HC Deb 06 November 1996 vol 284 cc1238-40
21. Mr. Batiste

To ask the President of the Board of Trade if he will list the figures for inward investment into (a) the United Kingdom, (b) Germany and (c) France for the period since 1991. [549]

Mr. Greg Knight

The most recent information from the Organisation for Economic Co-operation and Development shows that inward investment flows into the United Kingdom in the period from 1991 to 1995 totalled $87.7 billion, compared with $62.3 billion into France and $13.2 billion into Germany.

Mr. Batiste

Is it not clear that Britain not only receives the lion's share of inward investment from Japan, Korea and the United States, but is increasingly getting inward investment from France and Germany as well? Is it not the clearest sign that the Government have got their policies right on the economy, on social costs and on trade union reform when even French and German business men vote with their feet and come to Britain?

Mr. Knight

My hon. Friend is absolutely right. In the period from 1991 to 1993, Germany invested £2.3 billion in the United Kingdom and France invested £2.1 billion.

Mr. Clapham

Is the Minister aware that the American utilities are working with some local government departments to attract inward investment? Georgia Power, for example, working with some of the departments of the state government, attracted 32,000 jobs into the state in 12 months. Will the Minister undertake to look at some of those schemes to see what lessons might be learned for the United Kingdom?

Mr. Knight

The hon. Gentleman makes a valid point, and I am certainly prepared to look at any information he pushes my way.
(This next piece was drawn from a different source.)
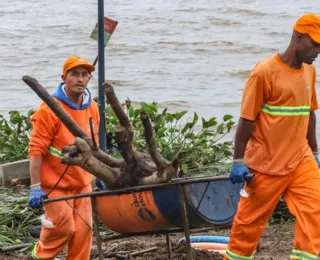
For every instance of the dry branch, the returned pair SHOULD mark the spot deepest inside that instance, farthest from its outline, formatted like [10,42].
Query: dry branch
[124,133]
[86,161]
We are not doing too badly, are we, with 4,500 US firms located in the United Kingdom, including 99 of the top 100?

Sir Michael Grylls

Does my right hon. Friend agree that it is not just a question of investment? From analysing the figures my right hon. Friend has just given, one sees that jobs are being exported from Germany and France to Great Britain, to the benefit of the British people who are getting extra jobs.

Mr. Knight

My hon. Friend makes his point well. The figures also show that, in Britain, we have a skilled, flexible and positive work force.

Mr. Purchase

Should not the Minister come clean about aggregate investment in those three economies and admit that Britain is seriously lagging behind? Should he not disaggregate the figures for inward investment in Britain between mere share churning, takeovers and genuine new money investment? Should he not also tell us the extent of external investment from this country? In 1994–95, it was running at £40 billion, which is more than three times the amount of inward investment.

Mr. Knight

That last comment sums up what is wrong with the Labour party. Britain is a trading nation, and we will always be a trading nation. We will be a successful trading nation so long as we have a Conservative Government.